As of Dec. 20 -- two days into the release of Star Wars: The Force Awakens -- Universal, which is owned by Comcast (NASDAQ:CMCSA), sat at the top of the domestic box-office standings. The studio, which had just over $2.4 billion in ticket sales, according to Box Office Mojo, was led by hits including Minions, Furious 7, and Jurassic World, the film that held the record for opening-weekend sales before it was knocked off by Star Wars.
In addition to its three megahits, all of which earned over $1 billion globally, Comcast's movie studio also saw big returns from Pitch Perfect 2 ($184 million in U.S. box office), 50 Shades of Grey ($166 million), Straight Outta Compton ($161 million), Train Wreck ($110 million), and even the somewhat underperforming Ted 2 ($81 million). That gave Universal 22.3% of total U.S. box office, ahead of Walt Disney (NYSE:DIS) which had $1.86 billion, or a 17.3% share.
"It's right down to the wire with Disney amassing a whole galaxy full of dollars in the home stretch of the box office year in a virtual horse race toward the finish line with the 2015 megasuccessful market share leader Universal," Rentrak senior media analyst Paul Dergarabedian told Deadline. "With just 11 days to go, it's anyone's guess where we will wind up. Either way, both studios have had a truly incredible year."

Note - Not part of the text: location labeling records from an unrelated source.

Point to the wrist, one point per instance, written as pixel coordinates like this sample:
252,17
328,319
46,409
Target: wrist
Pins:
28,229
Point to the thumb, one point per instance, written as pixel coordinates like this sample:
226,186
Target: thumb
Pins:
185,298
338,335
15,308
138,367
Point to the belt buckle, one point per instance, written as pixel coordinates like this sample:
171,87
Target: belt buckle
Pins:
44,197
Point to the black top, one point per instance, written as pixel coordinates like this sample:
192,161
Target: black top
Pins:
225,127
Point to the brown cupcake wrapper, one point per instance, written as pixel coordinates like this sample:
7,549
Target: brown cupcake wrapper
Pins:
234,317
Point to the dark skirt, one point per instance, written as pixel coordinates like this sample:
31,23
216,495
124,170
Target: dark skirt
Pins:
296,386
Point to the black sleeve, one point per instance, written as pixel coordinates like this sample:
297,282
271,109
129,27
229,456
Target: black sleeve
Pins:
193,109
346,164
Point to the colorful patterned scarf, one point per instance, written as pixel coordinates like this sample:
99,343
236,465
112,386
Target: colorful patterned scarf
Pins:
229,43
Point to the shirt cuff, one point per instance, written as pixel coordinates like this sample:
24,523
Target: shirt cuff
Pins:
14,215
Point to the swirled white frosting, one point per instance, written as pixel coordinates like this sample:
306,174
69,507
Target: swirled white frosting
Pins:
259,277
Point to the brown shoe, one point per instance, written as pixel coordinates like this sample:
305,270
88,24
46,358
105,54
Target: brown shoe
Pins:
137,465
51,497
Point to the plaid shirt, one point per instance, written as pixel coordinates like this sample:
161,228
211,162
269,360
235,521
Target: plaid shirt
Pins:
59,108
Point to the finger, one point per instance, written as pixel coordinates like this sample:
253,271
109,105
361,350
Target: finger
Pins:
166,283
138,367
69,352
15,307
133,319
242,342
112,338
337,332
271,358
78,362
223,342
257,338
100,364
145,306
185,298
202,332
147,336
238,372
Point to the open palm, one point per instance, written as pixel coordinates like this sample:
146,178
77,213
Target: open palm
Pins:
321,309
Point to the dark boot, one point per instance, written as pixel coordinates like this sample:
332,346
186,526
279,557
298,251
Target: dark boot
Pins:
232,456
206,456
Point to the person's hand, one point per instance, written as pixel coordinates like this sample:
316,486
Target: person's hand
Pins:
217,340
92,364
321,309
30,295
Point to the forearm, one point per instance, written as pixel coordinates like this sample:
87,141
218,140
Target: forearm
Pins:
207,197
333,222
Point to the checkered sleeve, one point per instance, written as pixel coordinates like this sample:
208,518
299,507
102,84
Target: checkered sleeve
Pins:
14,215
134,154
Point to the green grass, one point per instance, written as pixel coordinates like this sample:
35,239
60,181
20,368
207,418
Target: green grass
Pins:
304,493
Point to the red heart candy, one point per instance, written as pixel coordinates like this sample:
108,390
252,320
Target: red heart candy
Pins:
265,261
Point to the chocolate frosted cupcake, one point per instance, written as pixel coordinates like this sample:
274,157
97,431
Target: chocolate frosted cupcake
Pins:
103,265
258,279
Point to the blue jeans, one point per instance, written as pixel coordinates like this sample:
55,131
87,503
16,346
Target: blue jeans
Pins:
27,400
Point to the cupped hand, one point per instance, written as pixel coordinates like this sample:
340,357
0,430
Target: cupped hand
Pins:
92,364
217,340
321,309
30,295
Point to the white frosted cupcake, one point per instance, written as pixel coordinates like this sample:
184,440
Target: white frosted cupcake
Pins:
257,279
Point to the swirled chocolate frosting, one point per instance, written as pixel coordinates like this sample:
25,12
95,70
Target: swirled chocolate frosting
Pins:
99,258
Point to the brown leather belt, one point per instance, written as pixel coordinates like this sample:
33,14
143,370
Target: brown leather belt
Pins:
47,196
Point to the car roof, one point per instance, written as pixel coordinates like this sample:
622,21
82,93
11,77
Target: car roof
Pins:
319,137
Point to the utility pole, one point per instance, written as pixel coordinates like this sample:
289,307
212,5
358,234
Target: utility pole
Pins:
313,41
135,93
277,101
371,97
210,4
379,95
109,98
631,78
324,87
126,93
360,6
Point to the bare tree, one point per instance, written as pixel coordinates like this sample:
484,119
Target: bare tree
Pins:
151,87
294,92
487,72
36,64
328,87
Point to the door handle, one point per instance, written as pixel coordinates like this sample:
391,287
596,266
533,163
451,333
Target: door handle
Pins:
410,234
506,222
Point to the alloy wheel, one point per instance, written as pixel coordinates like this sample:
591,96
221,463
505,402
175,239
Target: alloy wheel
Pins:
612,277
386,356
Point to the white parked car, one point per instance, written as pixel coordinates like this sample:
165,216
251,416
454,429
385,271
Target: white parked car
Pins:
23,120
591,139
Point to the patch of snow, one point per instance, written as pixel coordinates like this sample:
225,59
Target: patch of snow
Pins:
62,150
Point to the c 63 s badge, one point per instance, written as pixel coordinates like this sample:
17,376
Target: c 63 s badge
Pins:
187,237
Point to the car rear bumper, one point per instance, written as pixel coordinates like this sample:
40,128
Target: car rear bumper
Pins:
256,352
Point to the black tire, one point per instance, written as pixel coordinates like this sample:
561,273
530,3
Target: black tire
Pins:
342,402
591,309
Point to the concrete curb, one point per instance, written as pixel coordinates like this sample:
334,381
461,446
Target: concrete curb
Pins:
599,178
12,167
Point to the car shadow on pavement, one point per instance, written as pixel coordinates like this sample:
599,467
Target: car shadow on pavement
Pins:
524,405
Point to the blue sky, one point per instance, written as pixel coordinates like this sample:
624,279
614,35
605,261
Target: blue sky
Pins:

That's an optimistic read on Disney's prospects for catching up from the company that tracks box-office results, because even Star Wars won't bring in more than $500 million between Dec. 21 and midnight on New Year's Eve. Disney had a great year with big domestic hits including Avengers: Age of Ultron ($459 million in U.S. box office), Inside Out ($356 million), Cinderella ($201 million), Ant-Man ($180 million), and The Good Dinosaur ($97.8 million) joining Star Wars ($288 million domestically as of Dec. 21). But even a late push from the Force won't catch Comcast's Universal.
Disney is the real winner here
While Comcast and Universal should celebrate their victory, Disney's box-office take was more impressive because it put up the numbers by releasing only 13 films, with two holdovers from 2014 adding to its total. Universal had 25 new films out in 2015, with one holdover from last year contributing.
Still, neither Disney nor Universal really has anything to complain about. Both studios will top $5 billion in global box office, and both either relaunched or launched successful new series, which should keep them at or near the top of the box-office heap for years to come.